Pedro Irigonegaray on the Dover Decision

Pro-science attorney Pedro Irigonegaray cross-examines an intelligent design "theorist" during the Kansas science hearings in Topeka last May.

Last night, Red State Rabble spoke with Pedro Irigonegaray -- the attorney who so ably defended the majority on the Kansas science curriculum committee in hearings last May -- about the impact of the Dover decision in Kansas.

Saying that he is very, very happy with the decision, Irigonegaray noted that, "Judge Jones' decision described intelligent design in the same terms we did at the hearings in Topeka last May: intelligent design masquerades as science."

"I stand ready," Irigonegaray noted, "with a dedicated group of lawyers to challenge attacks on science education by the board." In light of the Dover decision that intelligent design violates the Establishment Clause, Irigonegaray expects that such a challenge would likely be successful.

In Irigonegaray's view, the situation in Kansas "a bit more oblique" than the legal situation in Dover where teaching of intelligent design was mandated by the board. "The nuances are different, says Irigonegaray, it's not as clear-cut."

While Irigonegaray stands ready to defend science education -- he's been consulting with attorneys across the country on possible litigation -- he believes the next step lies with the political process -- mobilizing citizens to defeat the current board majority and elect moderates to the board.
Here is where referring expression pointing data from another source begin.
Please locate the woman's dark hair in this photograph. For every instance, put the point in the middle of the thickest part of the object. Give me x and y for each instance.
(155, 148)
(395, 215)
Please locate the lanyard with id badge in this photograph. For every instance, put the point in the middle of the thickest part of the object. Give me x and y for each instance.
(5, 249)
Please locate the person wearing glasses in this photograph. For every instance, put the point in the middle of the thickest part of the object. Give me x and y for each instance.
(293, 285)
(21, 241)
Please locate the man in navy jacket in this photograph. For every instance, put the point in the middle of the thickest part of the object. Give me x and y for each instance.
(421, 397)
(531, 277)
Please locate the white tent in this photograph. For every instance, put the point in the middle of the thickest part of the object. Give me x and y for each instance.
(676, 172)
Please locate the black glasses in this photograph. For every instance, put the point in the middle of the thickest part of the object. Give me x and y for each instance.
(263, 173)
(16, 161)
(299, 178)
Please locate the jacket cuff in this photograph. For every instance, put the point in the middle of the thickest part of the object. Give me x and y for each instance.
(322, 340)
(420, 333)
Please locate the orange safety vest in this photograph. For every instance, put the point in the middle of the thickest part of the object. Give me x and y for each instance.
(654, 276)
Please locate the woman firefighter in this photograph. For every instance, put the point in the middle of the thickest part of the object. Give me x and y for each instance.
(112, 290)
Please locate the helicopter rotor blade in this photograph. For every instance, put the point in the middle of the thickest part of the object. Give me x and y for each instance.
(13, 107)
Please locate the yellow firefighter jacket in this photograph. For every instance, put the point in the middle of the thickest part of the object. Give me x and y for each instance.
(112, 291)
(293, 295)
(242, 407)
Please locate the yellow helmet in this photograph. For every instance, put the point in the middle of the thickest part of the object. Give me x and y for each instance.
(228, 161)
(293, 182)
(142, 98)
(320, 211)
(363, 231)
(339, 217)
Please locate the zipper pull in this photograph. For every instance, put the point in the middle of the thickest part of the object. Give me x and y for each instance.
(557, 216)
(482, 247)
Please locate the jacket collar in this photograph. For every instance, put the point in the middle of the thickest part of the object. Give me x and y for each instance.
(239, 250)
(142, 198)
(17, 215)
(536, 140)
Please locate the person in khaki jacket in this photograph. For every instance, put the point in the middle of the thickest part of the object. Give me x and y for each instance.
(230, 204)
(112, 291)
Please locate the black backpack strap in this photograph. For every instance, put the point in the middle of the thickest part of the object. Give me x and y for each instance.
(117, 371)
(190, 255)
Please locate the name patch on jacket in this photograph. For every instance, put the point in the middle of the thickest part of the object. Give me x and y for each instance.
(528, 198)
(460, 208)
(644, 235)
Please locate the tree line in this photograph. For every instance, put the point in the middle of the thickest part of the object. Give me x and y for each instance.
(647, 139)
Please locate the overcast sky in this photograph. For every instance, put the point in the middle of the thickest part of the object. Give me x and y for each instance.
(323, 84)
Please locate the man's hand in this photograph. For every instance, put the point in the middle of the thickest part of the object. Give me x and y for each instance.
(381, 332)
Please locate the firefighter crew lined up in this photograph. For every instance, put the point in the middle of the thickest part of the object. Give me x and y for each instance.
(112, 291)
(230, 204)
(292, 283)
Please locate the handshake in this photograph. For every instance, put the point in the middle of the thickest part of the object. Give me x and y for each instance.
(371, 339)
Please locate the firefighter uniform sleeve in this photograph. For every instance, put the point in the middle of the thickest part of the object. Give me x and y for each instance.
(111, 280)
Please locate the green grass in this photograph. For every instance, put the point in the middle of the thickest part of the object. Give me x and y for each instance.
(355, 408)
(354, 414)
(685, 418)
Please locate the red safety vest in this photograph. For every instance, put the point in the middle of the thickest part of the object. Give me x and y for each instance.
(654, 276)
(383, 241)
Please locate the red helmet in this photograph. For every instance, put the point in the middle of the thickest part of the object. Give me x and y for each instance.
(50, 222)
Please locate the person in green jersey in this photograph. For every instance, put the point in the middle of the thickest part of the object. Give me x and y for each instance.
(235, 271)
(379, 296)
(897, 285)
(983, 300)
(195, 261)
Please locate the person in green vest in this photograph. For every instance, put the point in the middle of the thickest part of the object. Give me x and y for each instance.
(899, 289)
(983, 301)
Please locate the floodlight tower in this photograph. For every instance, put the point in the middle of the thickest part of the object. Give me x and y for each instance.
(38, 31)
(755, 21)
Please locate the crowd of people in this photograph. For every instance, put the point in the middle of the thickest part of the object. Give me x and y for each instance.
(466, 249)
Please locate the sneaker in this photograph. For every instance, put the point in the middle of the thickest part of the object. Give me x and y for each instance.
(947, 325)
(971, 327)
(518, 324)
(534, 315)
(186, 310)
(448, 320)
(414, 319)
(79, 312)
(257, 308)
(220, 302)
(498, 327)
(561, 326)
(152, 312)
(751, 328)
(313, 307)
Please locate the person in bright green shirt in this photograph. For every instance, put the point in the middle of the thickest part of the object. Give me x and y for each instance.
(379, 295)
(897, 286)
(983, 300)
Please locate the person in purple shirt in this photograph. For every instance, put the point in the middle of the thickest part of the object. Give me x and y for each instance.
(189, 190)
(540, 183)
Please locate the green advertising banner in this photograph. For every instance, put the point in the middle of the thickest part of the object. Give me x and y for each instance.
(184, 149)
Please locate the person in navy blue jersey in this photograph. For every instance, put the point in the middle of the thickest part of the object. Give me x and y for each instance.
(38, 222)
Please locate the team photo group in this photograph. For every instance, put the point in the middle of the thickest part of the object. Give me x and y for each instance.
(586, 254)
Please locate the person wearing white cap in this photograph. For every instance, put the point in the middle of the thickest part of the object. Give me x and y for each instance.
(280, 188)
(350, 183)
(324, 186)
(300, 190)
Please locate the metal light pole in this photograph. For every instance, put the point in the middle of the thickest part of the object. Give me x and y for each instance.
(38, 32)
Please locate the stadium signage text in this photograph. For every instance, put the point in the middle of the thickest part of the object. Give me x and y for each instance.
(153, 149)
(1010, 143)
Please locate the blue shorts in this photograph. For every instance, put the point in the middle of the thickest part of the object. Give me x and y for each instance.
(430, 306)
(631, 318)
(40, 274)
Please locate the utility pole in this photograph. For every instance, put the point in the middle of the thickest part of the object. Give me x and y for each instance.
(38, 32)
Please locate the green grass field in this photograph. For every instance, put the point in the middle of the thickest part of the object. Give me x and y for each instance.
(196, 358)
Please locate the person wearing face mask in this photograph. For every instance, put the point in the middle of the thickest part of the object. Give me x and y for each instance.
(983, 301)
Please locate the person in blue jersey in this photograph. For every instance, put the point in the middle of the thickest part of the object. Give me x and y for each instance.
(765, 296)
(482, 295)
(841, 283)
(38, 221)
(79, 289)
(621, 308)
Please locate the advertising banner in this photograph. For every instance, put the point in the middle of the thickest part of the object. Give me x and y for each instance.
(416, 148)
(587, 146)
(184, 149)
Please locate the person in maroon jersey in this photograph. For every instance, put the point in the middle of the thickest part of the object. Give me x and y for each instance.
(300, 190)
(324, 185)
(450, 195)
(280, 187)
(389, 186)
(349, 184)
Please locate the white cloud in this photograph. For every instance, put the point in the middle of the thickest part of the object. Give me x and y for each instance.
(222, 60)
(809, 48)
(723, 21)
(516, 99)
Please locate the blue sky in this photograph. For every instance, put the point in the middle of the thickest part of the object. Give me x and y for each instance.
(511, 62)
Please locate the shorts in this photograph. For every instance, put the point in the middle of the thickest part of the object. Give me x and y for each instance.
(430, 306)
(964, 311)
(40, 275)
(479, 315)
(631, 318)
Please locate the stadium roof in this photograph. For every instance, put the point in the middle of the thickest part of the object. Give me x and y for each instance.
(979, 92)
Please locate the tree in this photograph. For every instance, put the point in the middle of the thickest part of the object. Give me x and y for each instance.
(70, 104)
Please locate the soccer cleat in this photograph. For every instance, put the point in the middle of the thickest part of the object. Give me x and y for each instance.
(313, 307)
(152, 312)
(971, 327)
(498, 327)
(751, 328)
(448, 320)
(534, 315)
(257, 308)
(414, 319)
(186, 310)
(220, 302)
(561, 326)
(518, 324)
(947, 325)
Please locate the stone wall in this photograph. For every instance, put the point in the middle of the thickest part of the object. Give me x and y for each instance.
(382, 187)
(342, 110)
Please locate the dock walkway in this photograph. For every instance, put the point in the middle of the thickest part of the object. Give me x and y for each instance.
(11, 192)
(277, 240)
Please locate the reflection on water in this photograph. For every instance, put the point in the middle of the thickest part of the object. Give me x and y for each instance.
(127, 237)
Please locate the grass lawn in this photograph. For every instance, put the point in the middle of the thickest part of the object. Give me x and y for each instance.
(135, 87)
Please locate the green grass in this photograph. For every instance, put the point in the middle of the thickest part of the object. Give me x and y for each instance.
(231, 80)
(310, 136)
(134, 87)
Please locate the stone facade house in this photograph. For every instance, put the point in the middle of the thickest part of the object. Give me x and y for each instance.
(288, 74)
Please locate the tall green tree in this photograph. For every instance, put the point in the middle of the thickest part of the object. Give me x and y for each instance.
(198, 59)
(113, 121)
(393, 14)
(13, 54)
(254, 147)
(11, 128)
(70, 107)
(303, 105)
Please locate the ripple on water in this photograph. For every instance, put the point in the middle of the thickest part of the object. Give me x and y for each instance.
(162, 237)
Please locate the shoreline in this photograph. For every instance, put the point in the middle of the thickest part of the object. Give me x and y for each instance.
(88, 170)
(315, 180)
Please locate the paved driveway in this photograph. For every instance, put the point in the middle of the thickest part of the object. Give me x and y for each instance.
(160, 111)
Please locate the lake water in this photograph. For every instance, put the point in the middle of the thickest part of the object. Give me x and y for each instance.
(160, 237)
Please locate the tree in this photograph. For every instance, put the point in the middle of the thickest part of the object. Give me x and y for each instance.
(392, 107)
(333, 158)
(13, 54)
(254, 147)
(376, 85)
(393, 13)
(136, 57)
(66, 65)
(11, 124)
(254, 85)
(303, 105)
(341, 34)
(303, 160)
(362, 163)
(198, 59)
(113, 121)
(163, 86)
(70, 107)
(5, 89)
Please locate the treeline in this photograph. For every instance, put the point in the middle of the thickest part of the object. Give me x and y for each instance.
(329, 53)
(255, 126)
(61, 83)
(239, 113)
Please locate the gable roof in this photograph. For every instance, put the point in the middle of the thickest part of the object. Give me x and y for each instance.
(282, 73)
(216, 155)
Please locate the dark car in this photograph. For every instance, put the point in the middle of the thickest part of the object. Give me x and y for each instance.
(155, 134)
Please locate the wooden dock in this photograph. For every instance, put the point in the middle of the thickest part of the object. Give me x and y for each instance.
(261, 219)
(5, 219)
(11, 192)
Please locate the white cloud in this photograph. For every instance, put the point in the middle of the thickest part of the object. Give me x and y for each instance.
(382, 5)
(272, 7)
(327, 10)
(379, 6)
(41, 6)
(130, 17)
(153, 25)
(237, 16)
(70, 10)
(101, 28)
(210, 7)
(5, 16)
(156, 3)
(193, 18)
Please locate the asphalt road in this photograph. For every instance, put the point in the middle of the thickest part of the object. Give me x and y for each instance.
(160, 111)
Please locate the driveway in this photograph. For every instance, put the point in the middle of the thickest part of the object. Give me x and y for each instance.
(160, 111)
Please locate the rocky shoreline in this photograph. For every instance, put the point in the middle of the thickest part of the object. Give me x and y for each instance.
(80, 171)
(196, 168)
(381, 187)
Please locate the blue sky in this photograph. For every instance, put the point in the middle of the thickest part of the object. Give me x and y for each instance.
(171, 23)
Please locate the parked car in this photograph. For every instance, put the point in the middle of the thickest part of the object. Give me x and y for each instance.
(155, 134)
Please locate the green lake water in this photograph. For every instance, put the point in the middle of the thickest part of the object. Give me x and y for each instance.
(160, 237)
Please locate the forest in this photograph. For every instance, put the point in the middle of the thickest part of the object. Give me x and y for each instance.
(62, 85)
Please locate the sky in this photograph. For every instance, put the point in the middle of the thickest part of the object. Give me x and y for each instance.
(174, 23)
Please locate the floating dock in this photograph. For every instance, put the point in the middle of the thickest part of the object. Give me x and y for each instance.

Four of the six right-wingers on the board are up for election next November.

RSR asked Irigonegaray about moderate school board member Bill Wagnon's announcement that he will not run for the board in 2008. Irigonegaray says that ultimately the decision is up to Wagnon, but he hopes Wagnon might be persuaded to stay on for one more term. Wagnon, says Irigonegaray, brings a wealth of experience and knowledge about education to a board that badly needs it.